Question

If $f(x) = \left\{ \begin{aligned} & \begin{matrix} \frac{\sin\lbrack x\rbrack}{\lbrack x\rbrack}, & \lbrack x\rbrack \neq 0 \end{matrix} \\ & \begin{matrix} 0, & \lbrack x\rbrack = 0 \end{matrix} \end{aligned} \right.\$, then $\lim_{x \rightarrow 0}f(x)$ equals

• A. 1
• B. 0
• C. –1
• D. Does not exist

Answer 1

Answer: (D)

Does not exist

Answer 2

In closed interval of $x = 0$ at right hand side [x] =0 and at left hand side $\lbrack x\rbrack = - 1.$ Also [0] =0.
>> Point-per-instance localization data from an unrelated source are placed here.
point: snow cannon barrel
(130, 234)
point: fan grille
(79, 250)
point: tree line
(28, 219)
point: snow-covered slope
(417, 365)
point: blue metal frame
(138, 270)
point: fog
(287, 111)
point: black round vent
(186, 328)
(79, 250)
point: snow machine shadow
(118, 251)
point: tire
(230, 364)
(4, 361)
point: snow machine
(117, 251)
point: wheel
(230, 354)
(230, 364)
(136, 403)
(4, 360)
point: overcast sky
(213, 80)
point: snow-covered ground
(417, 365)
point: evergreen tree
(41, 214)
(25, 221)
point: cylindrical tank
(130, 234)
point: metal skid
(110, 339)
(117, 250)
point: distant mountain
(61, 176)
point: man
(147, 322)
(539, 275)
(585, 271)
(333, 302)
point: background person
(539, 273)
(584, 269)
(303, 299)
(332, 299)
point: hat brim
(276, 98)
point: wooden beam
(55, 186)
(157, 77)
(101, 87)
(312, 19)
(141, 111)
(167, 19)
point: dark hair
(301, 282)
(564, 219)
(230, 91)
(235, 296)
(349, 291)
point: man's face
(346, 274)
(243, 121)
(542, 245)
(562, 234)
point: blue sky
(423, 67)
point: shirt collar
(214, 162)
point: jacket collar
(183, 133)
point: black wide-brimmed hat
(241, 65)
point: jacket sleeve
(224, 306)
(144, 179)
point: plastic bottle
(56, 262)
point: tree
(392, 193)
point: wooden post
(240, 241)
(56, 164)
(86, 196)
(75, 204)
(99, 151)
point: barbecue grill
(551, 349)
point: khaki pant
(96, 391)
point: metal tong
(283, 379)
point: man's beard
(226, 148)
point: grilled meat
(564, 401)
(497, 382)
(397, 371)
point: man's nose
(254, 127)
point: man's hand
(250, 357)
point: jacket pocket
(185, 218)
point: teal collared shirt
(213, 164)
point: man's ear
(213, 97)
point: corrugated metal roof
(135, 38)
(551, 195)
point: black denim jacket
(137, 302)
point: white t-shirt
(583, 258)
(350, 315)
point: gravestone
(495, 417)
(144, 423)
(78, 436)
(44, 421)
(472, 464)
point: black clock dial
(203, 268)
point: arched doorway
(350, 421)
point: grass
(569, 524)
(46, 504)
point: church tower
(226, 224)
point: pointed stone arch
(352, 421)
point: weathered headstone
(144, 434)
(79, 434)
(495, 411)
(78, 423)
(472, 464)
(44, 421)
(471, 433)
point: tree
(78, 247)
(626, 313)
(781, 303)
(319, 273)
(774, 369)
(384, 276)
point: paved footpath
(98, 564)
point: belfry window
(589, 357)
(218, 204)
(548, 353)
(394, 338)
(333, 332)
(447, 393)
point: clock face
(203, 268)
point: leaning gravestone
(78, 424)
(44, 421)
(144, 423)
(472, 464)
Therefore function is defined as $f(x) = \left\{ \begin{matrix} \frac{\sin\lbrack x\rbrack}{\lbrack x\rbrack}, & ( - 1 \leq x < 0) \\ 0, & (0 \leq x < 1) \end{matrix} \right.\$

$\therefore$ Left hand limit $= \lim_{x \rightarrow 0 -}f(x) = \lim_{x \rightarrow 0 -}\frac{\sin\lbrack x\rbrack}{\lbrack x\rbrack} = \frac{\sin( - 1)}{- 1} = \sin 1^{c}$Right hand limit = 0, Hence, limit doesn’t exist.